One of the "gimme's" at the O'Reilly HealthFoo event was a free e-Book (from O'Reilly of course). Since I no longer code HTML pages for my day job, I'm a bit behind on the current state of affairs with HTML 5. So, I picked out a likely sounding title from the list yesterday. Today I downloaded, and just finished reading Mark Pilgrim's HTML5: Up and Running.
As tech-books go, this one won't make the average uber-HTML-geek happy, but it fit my profile just fine. The typical tech-book is either reference, or tutorial (some do both). This book didn't fit either of those patterns. It provided some interesting history of HTML at the beginning. The biggest focus of the book was describing some key features of HTML5.

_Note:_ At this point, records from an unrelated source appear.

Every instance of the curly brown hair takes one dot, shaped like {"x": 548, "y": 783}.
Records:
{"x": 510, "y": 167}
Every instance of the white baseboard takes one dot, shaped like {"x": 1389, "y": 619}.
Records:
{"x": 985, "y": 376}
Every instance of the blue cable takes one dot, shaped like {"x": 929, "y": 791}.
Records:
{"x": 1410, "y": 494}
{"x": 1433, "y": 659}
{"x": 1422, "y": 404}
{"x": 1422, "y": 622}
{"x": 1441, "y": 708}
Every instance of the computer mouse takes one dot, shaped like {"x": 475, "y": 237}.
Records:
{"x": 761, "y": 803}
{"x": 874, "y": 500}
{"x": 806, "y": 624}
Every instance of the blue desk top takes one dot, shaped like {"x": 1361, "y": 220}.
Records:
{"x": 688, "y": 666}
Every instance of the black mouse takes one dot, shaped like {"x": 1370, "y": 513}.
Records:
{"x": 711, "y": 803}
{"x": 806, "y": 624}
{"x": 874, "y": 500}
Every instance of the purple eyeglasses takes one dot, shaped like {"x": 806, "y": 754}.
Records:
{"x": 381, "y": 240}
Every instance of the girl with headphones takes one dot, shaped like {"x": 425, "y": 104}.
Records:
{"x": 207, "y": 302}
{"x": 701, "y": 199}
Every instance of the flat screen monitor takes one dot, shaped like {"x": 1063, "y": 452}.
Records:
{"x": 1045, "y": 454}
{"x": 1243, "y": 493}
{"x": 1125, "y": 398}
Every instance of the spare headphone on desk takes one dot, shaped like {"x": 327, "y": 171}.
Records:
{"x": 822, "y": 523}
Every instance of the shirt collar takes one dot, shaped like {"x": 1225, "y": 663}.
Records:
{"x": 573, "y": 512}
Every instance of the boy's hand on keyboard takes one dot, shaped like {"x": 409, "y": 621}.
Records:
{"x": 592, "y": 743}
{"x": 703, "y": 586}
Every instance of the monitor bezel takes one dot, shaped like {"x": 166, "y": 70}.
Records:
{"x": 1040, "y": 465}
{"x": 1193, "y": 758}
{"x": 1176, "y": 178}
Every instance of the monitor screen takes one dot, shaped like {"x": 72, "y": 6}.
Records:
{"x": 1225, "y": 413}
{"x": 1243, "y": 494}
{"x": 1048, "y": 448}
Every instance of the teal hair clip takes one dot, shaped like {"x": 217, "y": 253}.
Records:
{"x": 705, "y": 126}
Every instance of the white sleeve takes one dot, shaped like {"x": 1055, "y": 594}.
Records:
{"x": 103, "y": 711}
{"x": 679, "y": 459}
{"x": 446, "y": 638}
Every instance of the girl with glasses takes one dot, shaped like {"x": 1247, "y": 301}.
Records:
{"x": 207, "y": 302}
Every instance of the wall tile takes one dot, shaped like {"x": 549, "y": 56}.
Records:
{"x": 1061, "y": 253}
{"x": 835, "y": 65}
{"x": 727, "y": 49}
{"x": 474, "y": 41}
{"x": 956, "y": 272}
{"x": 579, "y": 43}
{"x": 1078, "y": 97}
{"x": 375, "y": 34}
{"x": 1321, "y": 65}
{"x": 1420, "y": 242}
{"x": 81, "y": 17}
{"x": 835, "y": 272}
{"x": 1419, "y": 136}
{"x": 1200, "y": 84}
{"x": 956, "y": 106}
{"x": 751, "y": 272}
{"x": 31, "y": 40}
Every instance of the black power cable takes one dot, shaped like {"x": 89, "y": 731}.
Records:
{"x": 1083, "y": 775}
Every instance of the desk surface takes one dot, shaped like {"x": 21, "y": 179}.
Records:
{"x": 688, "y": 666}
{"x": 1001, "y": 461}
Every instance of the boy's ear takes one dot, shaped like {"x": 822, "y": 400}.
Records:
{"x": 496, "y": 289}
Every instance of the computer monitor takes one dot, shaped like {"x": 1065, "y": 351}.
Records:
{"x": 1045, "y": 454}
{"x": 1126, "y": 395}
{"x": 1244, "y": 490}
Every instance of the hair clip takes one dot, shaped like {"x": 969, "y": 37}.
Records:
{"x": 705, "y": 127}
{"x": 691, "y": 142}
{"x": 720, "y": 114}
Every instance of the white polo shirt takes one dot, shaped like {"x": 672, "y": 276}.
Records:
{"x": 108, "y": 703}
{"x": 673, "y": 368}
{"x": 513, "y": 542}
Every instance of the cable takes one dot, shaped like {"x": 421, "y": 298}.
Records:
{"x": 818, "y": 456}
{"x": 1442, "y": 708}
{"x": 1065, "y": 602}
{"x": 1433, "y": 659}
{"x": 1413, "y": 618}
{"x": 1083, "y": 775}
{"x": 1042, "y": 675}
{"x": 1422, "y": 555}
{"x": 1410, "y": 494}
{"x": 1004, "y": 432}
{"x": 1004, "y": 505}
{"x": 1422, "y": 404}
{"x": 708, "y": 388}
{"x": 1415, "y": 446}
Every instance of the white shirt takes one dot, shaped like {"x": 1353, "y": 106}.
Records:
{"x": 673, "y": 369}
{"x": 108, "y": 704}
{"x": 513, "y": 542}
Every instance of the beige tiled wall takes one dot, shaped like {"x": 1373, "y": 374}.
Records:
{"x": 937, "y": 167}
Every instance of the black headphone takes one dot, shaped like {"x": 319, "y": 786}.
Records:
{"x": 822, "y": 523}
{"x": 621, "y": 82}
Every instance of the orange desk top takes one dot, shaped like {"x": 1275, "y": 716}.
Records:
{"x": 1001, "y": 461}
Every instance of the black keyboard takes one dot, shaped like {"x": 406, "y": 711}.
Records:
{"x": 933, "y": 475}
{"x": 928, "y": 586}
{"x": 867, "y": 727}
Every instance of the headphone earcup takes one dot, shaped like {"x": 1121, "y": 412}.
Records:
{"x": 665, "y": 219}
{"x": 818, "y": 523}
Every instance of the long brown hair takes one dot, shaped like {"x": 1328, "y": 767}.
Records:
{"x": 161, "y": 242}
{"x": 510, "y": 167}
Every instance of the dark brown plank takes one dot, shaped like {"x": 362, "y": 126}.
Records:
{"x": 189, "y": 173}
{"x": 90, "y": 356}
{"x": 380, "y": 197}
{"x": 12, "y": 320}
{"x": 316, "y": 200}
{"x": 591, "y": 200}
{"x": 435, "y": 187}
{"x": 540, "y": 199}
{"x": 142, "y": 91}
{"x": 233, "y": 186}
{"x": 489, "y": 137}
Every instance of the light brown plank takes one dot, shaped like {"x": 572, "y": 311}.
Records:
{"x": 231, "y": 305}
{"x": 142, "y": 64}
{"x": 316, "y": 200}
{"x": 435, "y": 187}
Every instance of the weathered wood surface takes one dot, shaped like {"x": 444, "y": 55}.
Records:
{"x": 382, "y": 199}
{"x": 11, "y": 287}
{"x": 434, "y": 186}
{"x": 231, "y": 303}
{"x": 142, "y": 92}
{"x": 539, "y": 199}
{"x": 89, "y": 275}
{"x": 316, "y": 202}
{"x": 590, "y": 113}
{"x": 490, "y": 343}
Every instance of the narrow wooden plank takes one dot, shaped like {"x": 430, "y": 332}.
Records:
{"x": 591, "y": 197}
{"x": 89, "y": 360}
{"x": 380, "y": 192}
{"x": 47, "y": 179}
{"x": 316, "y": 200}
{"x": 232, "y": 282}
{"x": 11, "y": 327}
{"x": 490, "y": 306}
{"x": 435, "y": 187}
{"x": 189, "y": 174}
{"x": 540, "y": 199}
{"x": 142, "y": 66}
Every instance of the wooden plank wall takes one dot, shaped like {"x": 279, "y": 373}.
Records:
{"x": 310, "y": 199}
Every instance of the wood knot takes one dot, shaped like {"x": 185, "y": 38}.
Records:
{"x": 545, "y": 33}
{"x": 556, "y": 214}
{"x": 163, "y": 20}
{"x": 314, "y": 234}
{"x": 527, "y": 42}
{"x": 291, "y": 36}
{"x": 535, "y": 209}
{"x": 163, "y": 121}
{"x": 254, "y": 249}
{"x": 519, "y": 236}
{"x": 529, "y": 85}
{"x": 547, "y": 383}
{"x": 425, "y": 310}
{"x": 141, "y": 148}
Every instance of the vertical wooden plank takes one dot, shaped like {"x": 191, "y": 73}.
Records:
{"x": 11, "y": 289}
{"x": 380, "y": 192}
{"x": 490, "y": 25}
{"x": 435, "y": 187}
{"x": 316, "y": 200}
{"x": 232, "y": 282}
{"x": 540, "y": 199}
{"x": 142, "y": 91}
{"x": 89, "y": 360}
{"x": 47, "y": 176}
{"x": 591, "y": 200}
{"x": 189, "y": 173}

The key features Mark described were:
- Article Structure
- Video and Audio tags
- New Input Controls
- Offline Applications
- Local Storage
He describes quickly the benefits of each, support for them in common browsers, and enough about how they work that your boss could understand it. If you aren't an HTML uber-geek, this is a good place to get started, but don't expect to learn how to make wicked cool HTML 5 apps that run on tablets from this book. It just doesn't go to that level of detail.
Overall, its a good, quick overview of HTML 5.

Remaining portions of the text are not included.